UN warns of ‘full-scale disaster’ as Syrian refugees reach one million
“With a million people in flight, millions more displaced internally, and thousands of people continuing to cross the border every day, Syria is spiralling towards full-scale disaster,” the UN High Commissioner for Refugees, António Guterres, said in a press release.
“We are doing everything we can to help, but the international humanitarian response capacity is dangerously stretched.
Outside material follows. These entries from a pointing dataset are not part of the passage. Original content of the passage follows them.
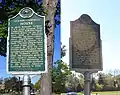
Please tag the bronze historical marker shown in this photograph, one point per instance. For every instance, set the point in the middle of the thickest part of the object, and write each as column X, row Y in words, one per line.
column 27, row 49
column 85, row 45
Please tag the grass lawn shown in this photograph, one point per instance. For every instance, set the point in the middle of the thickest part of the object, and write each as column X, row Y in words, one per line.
column 100, row 93
column 108, row 93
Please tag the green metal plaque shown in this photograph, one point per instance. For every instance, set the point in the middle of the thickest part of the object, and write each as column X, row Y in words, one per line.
column 26, row 46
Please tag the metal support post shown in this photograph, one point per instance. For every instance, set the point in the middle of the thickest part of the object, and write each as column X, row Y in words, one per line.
column 87, row 83
column 26, row 85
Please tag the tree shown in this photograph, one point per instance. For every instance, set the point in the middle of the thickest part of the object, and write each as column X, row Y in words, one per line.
column 46, row 80
column 8, row 9
column 59, row 76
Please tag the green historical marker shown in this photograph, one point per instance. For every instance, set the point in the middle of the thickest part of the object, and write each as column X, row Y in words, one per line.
column 26, row 46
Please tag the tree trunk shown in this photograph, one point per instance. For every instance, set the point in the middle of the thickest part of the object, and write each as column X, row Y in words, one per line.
column 46, row 80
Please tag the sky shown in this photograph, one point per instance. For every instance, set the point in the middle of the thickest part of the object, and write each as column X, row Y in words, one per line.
column 104, row 12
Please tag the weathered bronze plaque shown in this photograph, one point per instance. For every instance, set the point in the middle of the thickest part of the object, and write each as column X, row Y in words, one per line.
column 85, row 45
column 26, row 51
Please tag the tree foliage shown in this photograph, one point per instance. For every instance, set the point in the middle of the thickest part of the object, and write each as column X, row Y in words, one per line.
column 59, row 76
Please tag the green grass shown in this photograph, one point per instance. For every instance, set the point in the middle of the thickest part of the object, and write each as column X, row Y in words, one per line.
column 100, row 93
column 108, row 93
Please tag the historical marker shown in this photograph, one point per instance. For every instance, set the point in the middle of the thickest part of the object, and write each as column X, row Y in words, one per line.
column 85, row 45
column 26, row 46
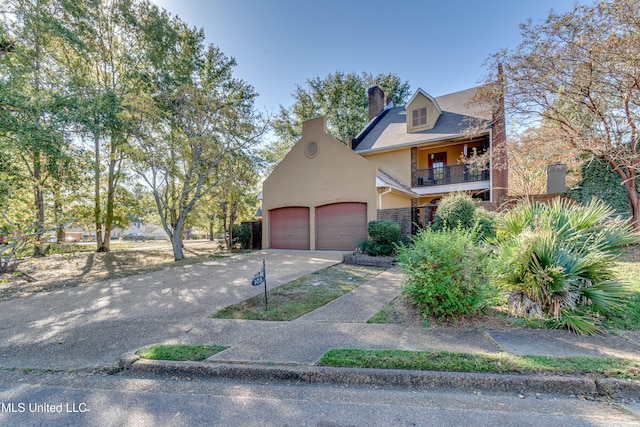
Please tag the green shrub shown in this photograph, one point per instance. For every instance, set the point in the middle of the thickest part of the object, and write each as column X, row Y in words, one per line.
column 385, row 235
column 455, row 210
column 446, row 273
column 484, row 222
column 384, row 231
column 561, row 256
column 241, row 235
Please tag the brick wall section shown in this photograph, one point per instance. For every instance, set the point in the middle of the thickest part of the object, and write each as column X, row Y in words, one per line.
column 414, row 166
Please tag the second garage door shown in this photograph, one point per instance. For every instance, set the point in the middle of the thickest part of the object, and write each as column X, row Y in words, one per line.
column 340, row 226
column 289, row 228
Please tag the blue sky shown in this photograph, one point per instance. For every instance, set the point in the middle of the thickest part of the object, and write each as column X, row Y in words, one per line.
column 439, row 46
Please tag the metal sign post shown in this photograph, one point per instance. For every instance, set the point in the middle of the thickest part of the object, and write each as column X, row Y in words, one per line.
column 261, row 278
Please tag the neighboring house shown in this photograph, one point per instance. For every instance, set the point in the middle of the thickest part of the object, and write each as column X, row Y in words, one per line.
column 323, row 194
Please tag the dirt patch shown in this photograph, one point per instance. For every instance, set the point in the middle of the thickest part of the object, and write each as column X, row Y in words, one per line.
column 59, row 271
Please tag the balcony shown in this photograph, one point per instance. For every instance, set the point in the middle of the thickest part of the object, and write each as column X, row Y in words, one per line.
column 455, row 174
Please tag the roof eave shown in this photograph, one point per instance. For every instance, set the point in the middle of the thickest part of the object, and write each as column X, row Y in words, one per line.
column 421, row 142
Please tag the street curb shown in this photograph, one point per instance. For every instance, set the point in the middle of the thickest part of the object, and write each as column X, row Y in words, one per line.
column 419, row 380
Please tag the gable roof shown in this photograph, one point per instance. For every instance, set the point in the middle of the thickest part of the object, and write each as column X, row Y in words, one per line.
column 426, row 95
column 459, row 117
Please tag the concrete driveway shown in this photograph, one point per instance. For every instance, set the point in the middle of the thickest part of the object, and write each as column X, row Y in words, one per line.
column 93, row 325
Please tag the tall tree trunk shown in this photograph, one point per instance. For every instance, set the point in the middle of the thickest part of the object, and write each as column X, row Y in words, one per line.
column 211, row 226
column 97, row 210
column 176, row 239
column 38, row 250
column 57, row 207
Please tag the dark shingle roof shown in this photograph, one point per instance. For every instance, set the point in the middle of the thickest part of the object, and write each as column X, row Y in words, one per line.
column 459, row 117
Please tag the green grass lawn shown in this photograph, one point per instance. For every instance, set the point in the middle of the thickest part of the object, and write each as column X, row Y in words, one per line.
column 501, row 363
column 628, row 270
column 301, row 296
column 180, row 352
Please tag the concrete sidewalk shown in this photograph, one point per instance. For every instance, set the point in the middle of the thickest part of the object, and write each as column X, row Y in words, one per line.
column 288, row 350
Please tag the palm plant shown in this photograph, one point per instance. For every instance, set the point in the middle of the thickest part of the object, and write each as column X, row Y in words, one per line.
column 561, row 257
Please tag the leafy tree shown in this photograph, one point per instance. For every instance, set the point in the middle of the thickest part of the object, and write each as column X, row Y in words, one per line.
column 577, row 74
column 197, row 121
column 33, row 101
column 600, row 181
column 529, row 155
column 561, row 257
column 101, row 58
column 341, row 97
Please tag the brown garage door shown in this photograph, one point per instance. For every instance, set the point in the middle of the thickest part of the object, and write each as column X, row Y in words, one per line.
column 341, row 226
column 289, row 228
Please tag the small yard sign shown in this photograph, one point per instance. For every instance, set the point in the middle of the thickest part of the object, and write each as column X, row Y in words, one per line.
column 260, row 278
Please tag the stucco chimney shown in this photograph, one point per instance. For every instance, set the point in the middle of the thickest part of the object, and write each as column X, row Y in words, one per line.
column 376, row 101
column 556, row 178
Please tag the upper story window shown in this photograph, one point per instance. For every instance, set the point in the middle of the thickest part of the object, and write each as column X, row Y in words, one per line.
column 419, row 117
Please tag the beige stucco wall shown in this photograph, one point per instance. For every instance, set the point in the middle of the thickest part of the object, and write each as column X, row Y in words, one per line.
column 335, row 174
column 396, row 163
column 392, row 201
column 433, row 114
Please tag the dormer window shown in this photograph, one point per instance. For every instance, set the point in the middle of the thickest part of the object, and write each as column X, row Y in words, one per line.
column 419, row 117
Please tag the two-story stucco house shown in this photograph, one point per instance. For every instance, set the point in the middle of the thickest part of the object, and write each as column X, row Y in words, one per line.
column 323, row 193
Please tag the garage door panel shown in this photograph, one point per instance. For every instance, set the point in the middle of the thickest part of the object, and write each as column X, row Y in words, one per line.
column 341, row 226
column 289, row 228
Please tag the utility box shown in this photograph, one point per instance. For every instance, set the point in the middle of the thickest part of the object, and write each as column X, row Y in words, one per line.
column 556, row 179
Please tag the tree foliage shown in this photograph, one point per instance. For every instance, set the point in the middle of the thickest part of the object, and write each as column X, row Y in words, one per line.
column 601, row 182
column 577, row 73
column 90, row 90
column 198, row 125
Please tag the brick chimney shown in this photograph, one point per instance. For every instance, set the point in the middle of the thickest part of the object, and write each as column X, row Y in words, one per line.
column 376, row 101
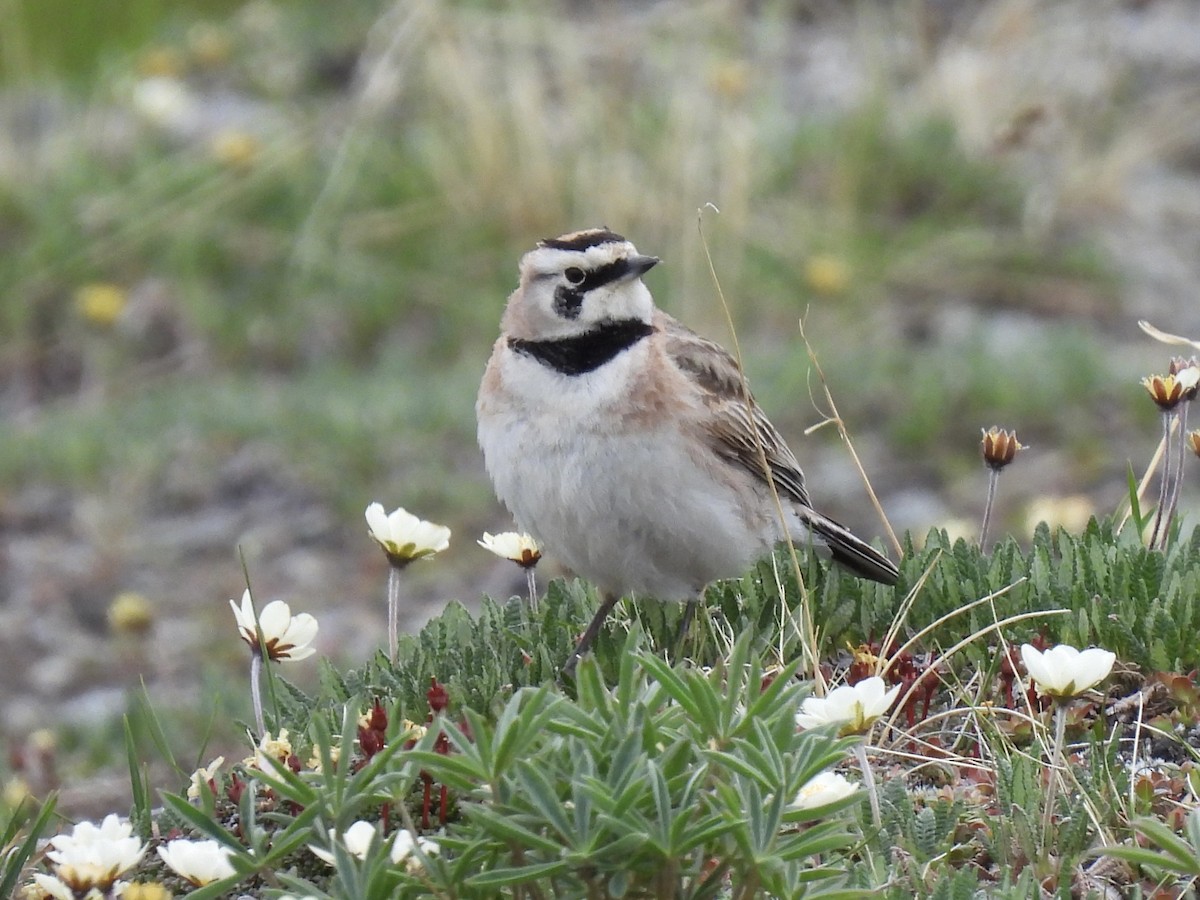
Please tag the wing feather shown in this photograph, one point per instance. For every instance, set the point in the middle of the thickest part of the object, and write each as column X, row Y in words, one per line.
column 735, row 417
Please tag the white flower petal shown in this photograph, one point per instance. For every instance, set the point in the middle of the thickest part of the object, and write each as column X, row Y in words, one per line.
column 1063, row 671
column 822, row 790
column 198, row 862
This tragedy has to be stopped.”
The number of refugees increased dramatically since the start of the year, with more than 400,000 people fleeing Syria to neighbouring countries – Lebanon, Jordan, Turkey, Iraq and Egypt, and increasingly to North Africa and Europe, according to figures reported by the UN refugee agency (UNHCR).
“This number translates into one million people who are dependent on the generosity of host countries, the response of humanitarian agencies and the financial support of governments and individuals,” said Mr. Guterres, who will be travelling to the region later this week to visit UNHCR operations in Turkey, Jordan, and Lebanon.
In Lebanon, the population has increased by as much as 10 per cent. Jordan’s energy, water, health and education services are being strained to the limit. Turkey has spent over $600 million setting up 17 refugee camps, with more under construction. Iraq, already stressed by a population of one million internally displaced persons (IDPs), received over 100,000 Syrian refugees in the past year.
“These countries should not only be recognized for their unstinting commitment to keeping their borders open for Syrian refugees, they should be massively supported as well,” Mr. Guterres noted.
Meanwhile, the UN Regional Response Plan for Syrian Refugees is approximately 25 per cent funded, UNHCR announced.
The plan was originally launched in March 2012 with plans for six-month assistance to 96,500 refugees. It was revised to $1 billion for the first half of 2013 for an expected 1.1 million refugees. UNHCR today announced that given the dramatic increase in the figures so far this year, it is now again revising the plan.
The Geneva-based agency said most of the refugees arrive traumatized, without possessions and having lost members of their families. Half of the refugees are children, the majority under the age of 11.